Approximately 1,500 Bureau De Change (BDC) operators across Nigeria are at risk of shutting down following the expiration of the Central Bank of Nigeria’s (CBN) recapitalisation deadline on Tuesday, June 3, 2025.
The CBN’s directive requires Tier 1 BDCs to raise their minimum capital to N2 billion, while Tier 2 operators must meet a N500 million benchmark.

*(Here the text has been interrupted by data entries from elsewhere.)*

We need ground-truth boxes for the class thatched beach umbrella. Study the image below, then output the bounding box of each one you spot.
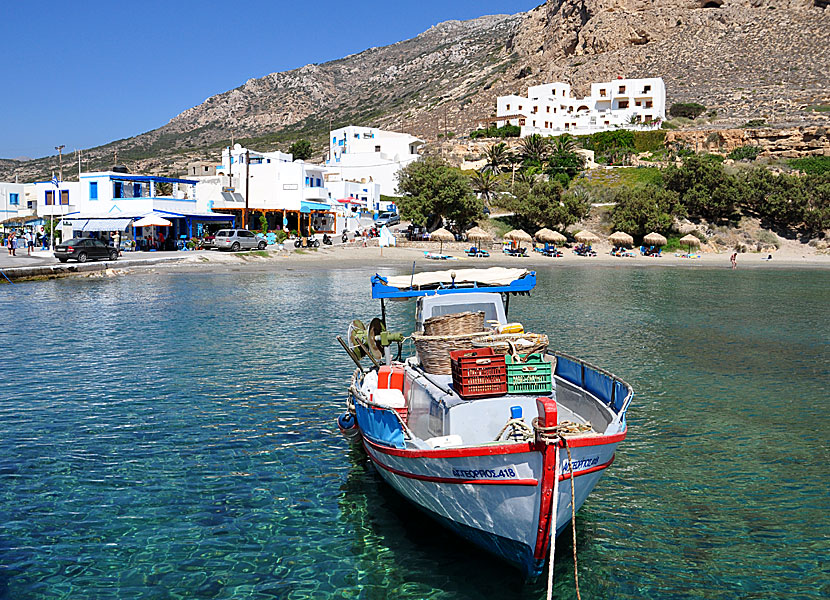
[466,226,492,250]
[430,227,454,253]
[534,228,556,242]
[679,233,701,253]
[643,232,668,246]
[504,229,533,242]
[608,231,634,247]
[575,230,600,244]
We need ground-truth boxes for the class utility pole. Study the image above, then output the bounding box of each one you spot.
[54,145,65,252]
[243,149,250,229]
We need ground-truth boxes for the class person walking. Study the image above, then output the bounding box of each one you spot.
[26,231,34,255]
[8,231,16,256]
[730,252,737,269]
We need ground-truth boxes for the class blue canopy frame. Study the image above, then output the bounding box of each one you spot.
[370,271,536,299]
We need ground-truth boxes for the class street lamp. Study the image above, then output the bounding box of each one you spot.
[52,145,65,251]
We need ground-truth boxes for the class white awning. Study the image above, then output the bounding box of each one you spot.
[385,268,530,290]
[76,218,134,232]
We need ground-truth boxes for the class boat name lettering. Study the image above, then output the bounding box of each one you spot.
[452,467,517,479]
[562,456,600,473]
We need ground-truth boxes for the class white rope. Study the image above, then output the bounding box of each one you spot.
[546,444,560,600]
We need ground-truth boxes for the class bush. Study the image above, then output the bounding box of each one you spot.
[788,156,830,175]
[275,231,288,243]
[633,130,667,153]
[669,103,706,119]
[580,130,635,153]
[470,124,521,139]
[743,119,767,128]
[728,146,761,161]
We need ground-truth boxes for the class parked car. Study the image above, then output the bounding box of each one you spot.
[375,212,401,227]
[55,238,119,263]
[213,229,267,251]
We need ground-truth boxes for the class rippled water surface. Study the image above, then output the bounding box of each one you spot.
[1,265,828,599]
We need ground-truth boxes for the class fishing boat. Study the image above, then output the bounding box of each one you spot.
[335,267,633,579]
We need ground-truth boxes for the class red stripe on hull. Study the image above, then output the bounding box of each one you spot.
[365,440,539,486]
[559,454,615,481]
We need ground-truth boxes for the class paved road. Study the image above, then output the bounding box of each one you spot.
[0,249,211,270]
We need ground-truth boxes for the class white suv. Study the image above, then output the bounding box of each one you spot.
[214,229,267,251]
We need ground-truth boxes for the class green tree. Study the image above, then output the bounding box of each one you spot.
[611,185,684,237]
[547,134,586,182]
[518,134,550,168]
[396,156,483,228]
[259,214,268,234]
[470,170,500,206]
[482,142,510,174]
[289,139,313,161]
[669,102,706,119]
[665,154,739,222]
[508,179,589,231]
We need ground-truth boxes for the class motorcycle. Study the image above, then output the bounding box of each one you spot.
[294,235,321,248]
[322,234,332,245]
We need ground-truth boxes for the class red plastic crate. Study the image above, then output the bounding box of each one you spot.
[450,347,507,399]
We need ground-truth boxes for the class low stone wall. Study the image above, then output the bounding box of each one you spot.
[0,255,186,282]
[664,126,829,158]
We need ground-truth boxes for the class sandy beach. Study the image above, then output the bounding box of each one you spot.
[149,240,830,274]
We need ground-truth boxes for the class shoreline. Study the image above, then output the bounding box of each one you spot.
[2,243,829,283]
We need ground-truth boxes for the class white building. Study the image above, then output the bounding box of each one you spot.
[326,126,424,197]
[323,172,383,213]
[203,145,335,234]
[34,171,232,247]
[494,77,666,137]
[0,182,28,223]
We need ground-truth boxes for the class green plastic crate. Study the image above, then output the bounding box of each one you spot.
[505,353,552,394]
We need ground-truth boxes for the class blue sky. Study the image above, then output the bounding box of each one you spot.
[0,0,534,160]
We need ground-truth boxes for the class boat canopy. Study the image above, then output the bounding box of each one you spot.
[371,267,536,299]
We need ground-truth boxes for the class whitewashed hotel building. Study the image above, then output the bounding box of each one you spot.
[326,126,424,197]
[493,77,666,137]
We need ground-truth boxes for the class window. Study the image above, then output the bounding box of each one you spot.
[114,182,123,198]
[600,89,607,97]
[89,182,98,200]
[204,166,210,172]
[305,177,310,186]
[60,190,69,205]
[546,106,550,113]
[134,183,142,198]
[45,190,54,205]
[645,101,653,108]
[618,100,629,109]
[316,178,322,187]
[332,137,336,143]
[518,105,522,111]
[354,133,360,138]
[644,85,651,93]
[9,193,19,205]
[619,85,626,93]
[506,104,510,110]
[374,146,381,152]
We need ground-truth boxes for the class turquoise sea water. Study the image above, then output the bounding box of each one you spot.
[0,265,827,599]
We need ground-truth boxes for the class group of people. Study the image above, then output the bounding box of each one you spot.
[3,230,41,256]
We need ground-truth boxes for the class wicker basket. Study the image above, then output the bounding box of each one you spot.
[471,333,550,357]
[412,331,489,375]
[423,311,486,337]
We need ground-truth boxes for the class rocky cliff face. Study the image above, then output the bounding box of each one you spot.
[510,0,830,124]
[2,0,828,182]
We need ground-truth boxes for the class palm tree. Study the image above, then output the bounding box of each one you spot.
[482,142,509,174]
[518,134,550,167]
[552,133,576,155]
[515,167,541,186]
[471,170,500,207]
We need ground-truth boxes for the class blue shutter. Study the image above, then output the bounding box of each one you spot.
[89,182,98,200]
[9,193,19,205]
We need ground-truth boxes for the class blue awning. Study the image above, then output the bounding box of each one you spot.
[300,201,332,213]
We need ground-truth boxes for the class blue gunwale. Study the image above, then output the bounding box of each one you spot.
[370,271,537,299]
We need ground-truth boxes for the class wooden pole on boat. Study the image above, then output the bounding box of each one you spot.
[546,444,560,600]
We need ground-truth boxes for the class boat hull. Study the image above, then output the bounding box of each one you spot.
[360,432,622,578]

However, the Association of Bureau De Change Operators of Nigeria (ABCON) revealed that over 95 percent of its members failed to meet the new capital thresholds within the one-year compliance window.
ABCON President, Aminu Gwadabe, described the situation as a major shake-up for the industry, warning of widespread job losses and the likely growth of unregulated parallel market activities.
“Not more than five percent of operators have met the recapitalisation requirement,” Gwadabe said. “Without an extension, over 1,500 operators face extinction, and the impact on employment and financial inclusion could be devastating.”
He added that while the CBN had shown interest in stakeholder engagement, the recapitalisation policy and the short timeline had placed overwhelming pressure on smaller operators.
Stakeholders in the financial sector have expressed concern about the looming economic implications, including the loss of up to 3 million direct and indirect jobs and increased informal forex transactions if the BDC shutdowns proceed.
ABCON is now calling on the apex bank to consider a phased or extended implementation to allow more operators time to comply and adapt to the new regulatory framework.